This was a fun learning project I took upon myself while travelling. It implements Retrieval Augmented Generation (RAG) with some advanced techniques to provide scientific answers from world leading researchers and scientists in their respective fields.
ChatHuberman was split into three microservices and deployed on Heroku for a fast deployment and is accessible on https://www.chathuberman.xyz (may not be accessible in the future).

ChatHuberman.GitHub.demo.mp4
If you want to set this up using your own Pinecone index & microservices. The process for setting up a Pinecone index is relatively simple.

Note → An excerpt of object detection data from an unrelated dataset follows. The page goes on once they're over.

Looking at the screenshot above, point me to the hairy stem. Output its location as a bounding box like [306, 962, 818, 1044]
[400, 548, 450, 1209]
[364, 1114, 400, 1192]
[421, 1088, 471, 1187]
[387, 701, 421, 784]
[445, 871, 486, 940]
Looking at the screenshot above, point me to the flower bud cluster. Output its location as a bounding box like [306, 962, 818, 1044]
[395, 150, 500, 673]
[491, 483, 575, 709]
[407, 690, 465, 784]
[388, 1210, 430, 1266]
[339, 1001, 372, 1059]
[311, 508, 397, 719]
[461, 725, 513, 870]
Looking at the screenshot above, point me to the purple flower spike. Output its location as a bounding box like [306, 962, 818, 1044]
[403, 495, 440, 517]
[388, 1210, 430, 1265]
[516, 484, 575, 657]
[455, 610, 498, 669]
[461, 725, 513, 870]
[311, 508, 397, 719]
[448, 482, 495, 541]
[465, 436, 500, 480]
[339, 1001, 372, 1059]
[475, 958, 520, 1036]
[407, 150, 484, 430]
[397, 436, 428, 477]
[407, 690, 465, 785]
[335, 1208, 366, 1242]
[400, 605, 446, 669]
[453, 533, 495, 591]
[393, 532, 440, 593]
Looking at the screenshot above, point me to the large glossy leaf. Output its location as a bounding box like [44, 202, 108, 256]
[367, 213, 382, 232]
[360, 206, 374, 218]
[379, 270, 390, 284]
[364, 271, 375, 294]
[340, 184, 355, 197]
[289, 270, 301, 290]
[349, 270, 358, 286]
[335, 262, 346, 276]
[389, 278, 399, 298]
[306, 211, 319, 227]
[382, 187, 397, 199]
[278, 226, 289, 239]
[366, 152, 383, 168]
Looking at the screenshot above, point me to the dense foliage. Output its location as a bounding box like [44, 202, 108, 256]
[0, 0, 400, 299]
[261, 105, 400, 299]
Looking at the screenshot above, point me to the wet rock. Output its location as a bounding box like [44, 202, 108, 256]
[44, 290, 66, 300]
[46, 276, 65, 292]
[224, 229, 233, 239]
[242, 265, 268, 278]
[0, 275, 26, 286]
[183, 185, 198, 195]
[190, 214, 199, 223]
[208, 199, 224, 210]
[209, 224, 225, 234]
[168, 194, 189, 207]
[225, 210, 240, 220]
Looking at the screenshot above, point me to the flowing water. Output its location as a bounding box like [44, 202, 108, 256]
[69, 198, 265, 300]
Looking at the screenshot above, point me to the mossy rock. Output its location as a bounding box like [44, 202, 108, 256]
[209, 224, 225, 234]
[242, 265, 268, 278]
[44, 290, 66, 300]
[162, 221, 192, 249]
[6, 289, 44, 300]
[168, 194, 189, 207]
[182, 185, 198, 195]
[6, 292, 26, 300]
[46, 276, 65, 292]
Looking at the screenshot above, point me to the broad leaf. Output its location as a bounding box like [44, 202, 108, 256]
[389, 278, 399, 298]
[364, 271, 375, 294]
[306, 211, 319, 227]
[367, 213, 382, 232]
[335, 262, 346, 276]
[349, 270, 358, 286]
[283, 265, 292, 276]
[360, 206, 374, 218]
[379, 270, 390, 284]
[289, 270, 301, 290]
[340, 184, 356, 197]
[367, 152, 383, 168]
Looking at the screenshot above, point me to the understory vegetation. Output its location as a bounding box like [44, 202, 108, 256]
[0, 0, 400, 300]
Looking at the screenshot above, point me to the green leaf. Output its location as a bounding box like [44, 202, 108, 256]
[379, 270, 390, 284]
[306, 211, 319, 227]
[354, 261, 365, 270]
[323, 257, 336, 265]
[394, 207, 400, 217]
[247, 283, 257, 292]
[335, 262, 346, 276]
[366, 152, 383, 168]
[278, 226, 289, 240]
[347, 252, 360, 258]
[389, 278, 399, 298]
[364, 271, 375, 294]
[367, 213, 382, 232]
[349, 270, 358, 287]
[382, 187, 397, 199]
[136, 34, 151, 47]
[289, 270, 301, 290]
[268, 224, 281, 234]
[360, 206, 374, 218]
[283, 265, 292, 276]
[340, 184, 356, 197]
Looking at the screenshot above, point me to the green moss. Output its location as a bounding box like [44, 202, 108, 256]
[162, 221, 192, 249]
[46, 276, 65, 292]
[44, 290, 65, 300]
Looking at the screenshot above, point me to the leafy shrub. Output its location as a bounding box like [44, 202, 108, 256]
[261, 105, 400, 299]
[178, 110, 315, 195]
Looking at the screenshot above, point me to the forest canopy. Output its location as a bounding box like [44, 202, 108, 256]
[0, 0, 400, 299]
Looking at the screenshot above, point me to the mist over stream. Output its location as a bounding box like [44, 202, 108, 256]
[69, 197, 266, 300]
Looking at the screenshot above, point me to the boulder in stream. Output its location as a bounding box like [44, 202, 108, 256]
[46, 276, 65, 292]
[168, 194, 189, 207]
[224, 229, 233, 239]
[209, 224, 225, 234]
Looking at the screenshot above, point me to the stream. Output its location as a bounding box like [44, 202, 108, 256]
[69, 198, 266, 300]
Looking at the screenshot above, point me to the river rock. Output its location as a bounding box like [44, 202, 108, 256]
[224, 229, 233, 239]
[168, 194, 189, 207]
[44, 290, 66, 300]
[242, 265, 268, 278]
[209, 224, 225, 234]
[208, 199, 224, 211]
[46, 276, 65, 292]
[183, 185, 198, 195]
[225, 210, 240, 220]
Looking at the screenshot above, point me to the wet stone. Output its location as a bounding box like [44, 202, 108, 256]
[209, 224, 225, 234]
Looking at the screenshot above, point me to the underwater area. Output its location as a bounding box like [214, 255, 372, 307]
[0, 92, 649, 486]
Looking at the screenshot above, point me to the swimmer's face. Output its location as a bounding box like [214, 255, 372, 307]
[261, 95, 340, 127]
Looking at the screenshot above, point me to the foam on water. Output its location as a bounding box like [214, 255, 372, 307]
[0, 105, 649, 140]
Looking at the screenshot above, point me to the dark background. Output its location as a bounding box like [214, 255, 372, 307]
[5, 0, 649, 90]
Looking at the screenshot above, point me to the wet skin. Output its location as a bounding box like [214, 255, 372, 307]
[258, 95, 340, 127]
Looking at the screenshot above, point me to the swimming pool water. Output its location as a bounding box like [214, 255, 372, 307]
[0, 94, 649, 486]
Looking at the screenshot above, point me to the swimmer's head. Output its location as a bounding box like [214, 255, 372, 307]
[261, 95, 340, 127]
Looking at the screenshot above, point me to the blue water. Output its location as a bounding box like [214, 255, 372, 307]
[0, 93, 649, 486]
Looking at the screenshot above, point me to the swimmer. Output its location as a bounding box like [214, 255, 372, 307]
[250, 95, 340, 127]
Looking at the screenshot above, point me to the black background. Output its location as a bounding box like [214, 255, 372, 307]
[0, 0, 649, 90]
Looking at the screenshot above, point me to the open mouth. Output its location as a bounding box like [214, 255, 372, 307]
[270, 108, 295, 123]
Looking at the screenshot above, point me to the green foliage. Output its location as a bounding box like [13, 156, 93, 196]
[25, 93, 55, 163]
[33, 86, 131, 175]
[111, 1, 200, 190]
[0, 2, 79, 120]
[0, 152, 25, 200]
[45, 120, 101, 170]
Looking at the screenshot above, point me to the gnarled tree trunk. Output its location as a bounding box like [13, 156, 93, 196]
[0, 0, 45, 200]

You can do it using the UI and plug in your details into the environment as needed, or you could do it programatically.
The microservices were deployed on Heroku and if you wish to fully deploy them to get the same set up as in the demo, you will need to create three Heroku apps; a scraper-indexer app hosting the scraper-indexer microservice; a rag engine app hosting the rag engine microservice; a frontend app hosting the Streamlit frontend.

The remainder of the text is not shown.